Friday, July 29, 2011

CAPTAIN AMERICA: THE FIRST AVENGER

I love a good pulp. I love those thrilling wonder stories of days gone by, of larger than-life-heroes fighting to vanquish diabolical foes against insurmountable odds. Perhaps it is because I grew up in a world where evil is painted with a subtler hue that I harken for this simpler time. Of course, I know that this ‘simpler time’ never truly existed, but sometimes it is fun to pretend.

It’s 1942, and Steve Rogers (Chris Evans), an earnest but physically puny man, wants to enlist and help fight the Nazis. But he’s a 4F, and is turned away again and again. Then one day he is approached by a scientist (Stanley Tucci). The good doctor gives him the chance of a lifetime, to be injected with a super-serum that will give him the body to achieve his ambitions! He becomes, quite literally, Audie Murphy on steroids. Soon he’s waging an all out campaign to stop super-Nazi Red Skull (Hugo Weaving) from taking over the world.

I really like the villian, the Red Skull. What a great name, what a great look! It’s evil with a capital ‘E’ and a couple exclamation points thrown in. He has a fun scene at a monastery early in the film that feels straight out of Hellboy or Indiana Jones.

The steam-punk angle was fun. I always love seeing ray-guns in movies, though I was slightly disappointed that I didn't see the victims skeletons glow for a split-second before disintegration.

If I had one complaint about the film is that it’s a little too efficient for it’s own good. The second half seems to never leave montage mode. Meaning that potentially fun sub-plots, like the romance, or the camaraderie among the troops it heavily short changed. One never really gets a sense of what it felt like to be Captain America on this campaign.
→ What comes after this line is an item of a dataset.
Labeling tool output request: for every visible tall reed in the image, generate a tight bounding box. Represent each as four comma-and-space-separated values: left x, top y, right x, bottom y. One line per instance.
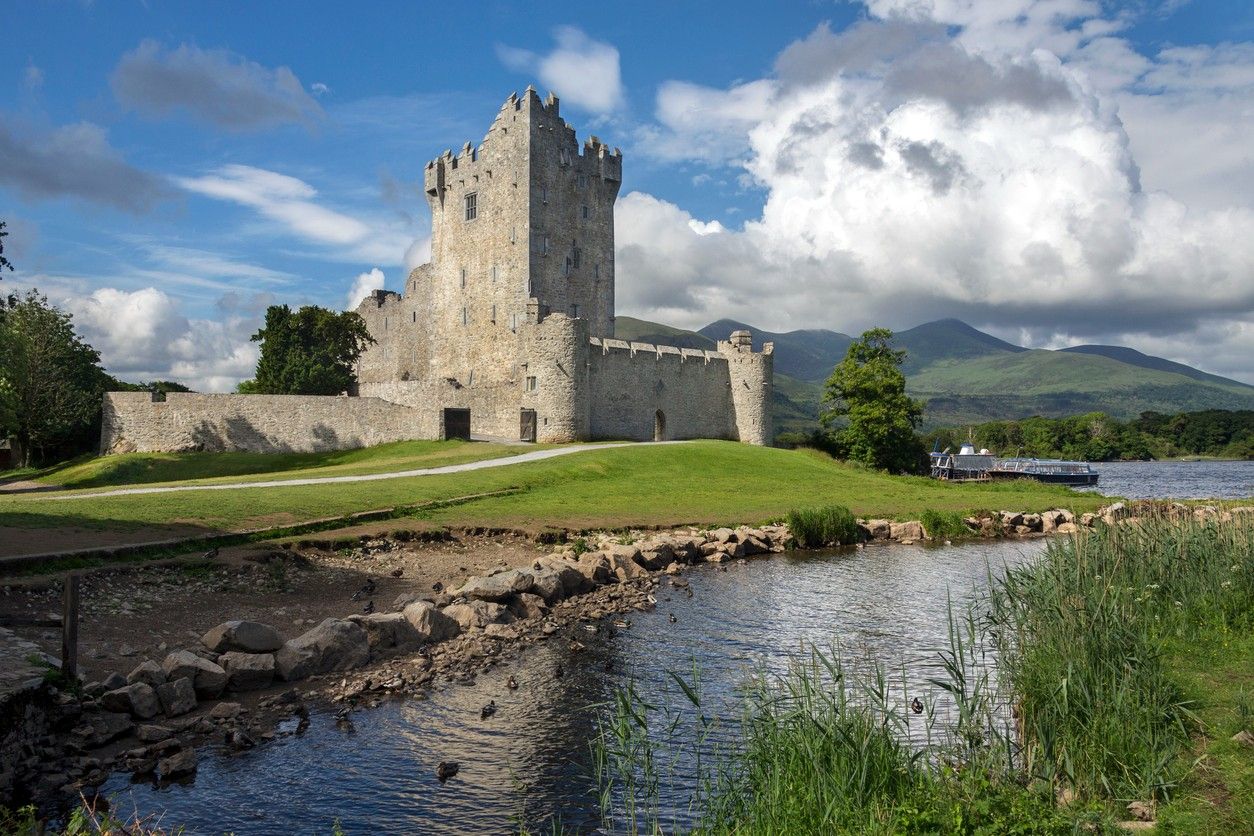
991, 515, 1254, 800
“Captain America” is the latest film in the Marvel cinematic universe. An attempt to bring a singular continuity to the company's big-screen adaptations. These films are meant to be interdependent with each other, though they sometimes go out of the way to remind us that they all take place in the same universe. Director Joe Johnson handles the obligatory synergy by relegating it into this film's bookends. It's a smart approach as it allows for a tragic element we usually don't see in summer films.

It’s a good film, but it never gains the forward momentum of sci-fi pulp masterpieces such as “Raiders of the Lost Ark,” “Sky Captain and The World of Tomorrow” or the more recent “Hellboy 2.” But it’s still fun nostalgia, and hey, it’s politically correct too.

Grade: B-

Tuesday, July 12, 2011

TREE OF LIFE

Allow me to be frank. Tarence Malicks new film Tree of Life is wasted on the big screen. It is a film that, especially in it’s wilder moments, demands an IMAX presentation. However, since Tree is not a big-budget tent-poll like Super 8 we are going to have to make due.

The film is slightly off-putting in it’s boldness. Near the beginning there is a breathtaking 15 or so minute sequence that is just the creation of the universe and the evolution of life on Earth. But the film is not simply about making the human experience feel insignificant next to the colossal sweep of time. It is about youth, and innocence.

The film eventually settles down a little bit an becomes about a boy named Jack (Hunter McCracken) growing up in 50’s Texas, from the moment of his birth till about the age of 10. Through the eyes of a child, the grown-up world is as strange and secret as God is to an adult. The world of this film is full of fragments. A baby playing with bubbles. The aftermath of a fire. Playing after school. The father (Brad Pitt) playing the organ at Church.

Yet the film is not frustrating in any sense. Everything is clear and unclear at the same time. It is an ode to the mystery of life. A meditation. A prayer. It is achingly intimate and auto-biographical, yet it never selfishly so. I find it fascinating that the film leaves room for the audience to think about their own childhood. How it compares and contrasts to the boy in the film. It is a childhood transcribed moment for moment onto celluloid, with all the purity, fear and wonder achingly intact.